Brian Benjamin, the former New York lieutenant governor who resigned in disgrace after being arrested on federal corruption charges, is nearly two months late in filing campaign finance disclosures for his scuttled and now-moot re-election bid.
The disclosure, which is required under state election rules, was due on July 15. State campaign finance records show Benjamin’s campaign hasn’t submitted it to the state Board of Elections, raising questions about how the campaign is spending contributions and whether it’s using them to pay for legal bills he’s racked up since being indicted in April.
According to the most recent disclosure Benjamin filed for his lieutenant governor campaign committee, as of January the committee had a balance of $1.5 million.
“These political contributions can be used for more than campaigning, and that’s a problem,” said John Kaehny, head of the the good government group Reinvent Albany. “It’s just a giant loophole that the state legislature refuses to close.”

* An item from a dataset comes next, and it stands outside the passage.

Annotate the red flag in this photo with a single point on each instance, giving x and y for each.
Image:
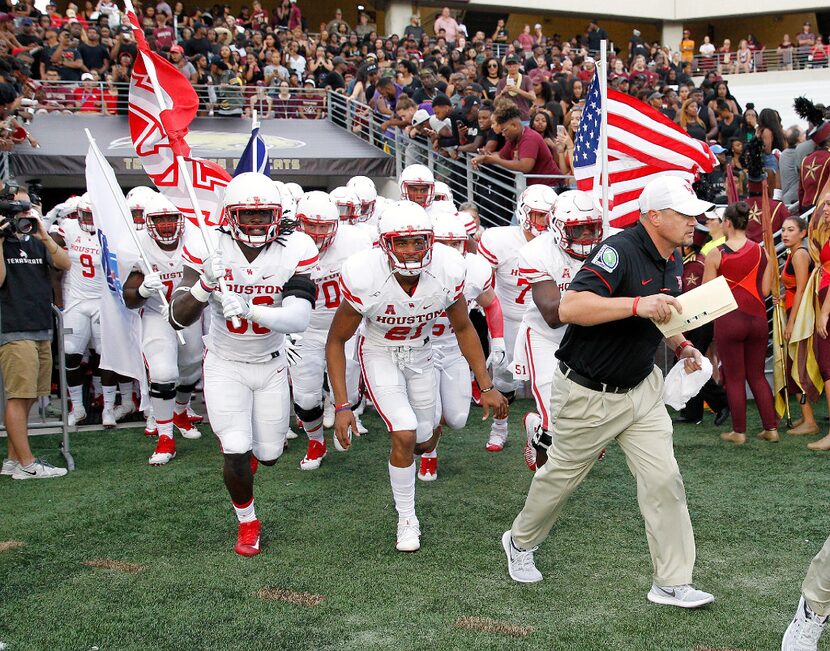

Aside from being able to use the campaign cash for a legal defense fund, Kaehny noted politicians can also use it for “reputation management,” citing former Gov. Andrew Cuomo’s use of campaign funds after stepping down as governor a year ago.
“It’s out of control,” Kaehny said.
Benjamin, a former Harlem state senator who was tapped by Gov. Hochul to be her lieutenant governor last September, was indicted in April for allegedly lying on background check forms and steering state funds to a non-profit in exchange for fraudulent donations to a separate campaign for city comptroller, which he lost.
The 23-page indictment from prosecutors with the Southern District of New York charged Benjamin with bribery, fraud, conspiracy and falsification of records. It accused him of scheming to direct $50,000 in state funds to Friends of Public School Harlem, a nonprofit controlled by longtime ally Gerald Migdol, who sent thousands of dollars in illegal campaign cash to Benjamin’s comptroller bid.
Prosecutors also allege that Benjamin “engaged in a series of lies,” including falsifying campaign donor forms and submitting “false information in vetting forms,” a story the Daily News first reported last November.
Earlier this year, Benjamin hired Berry Berke to represent him. Berke, a partner at the Kramer Levin firm, previously represented former Mayor Bill de Blasio when he was trying to avoid corruption charges in connection to donations he raised from people who sought special treatment from City Hall. De Blasio was ultimately successful in avoiding those charges.
Benjamin did not immediately respond to calls from The News. Berke also did not return a message.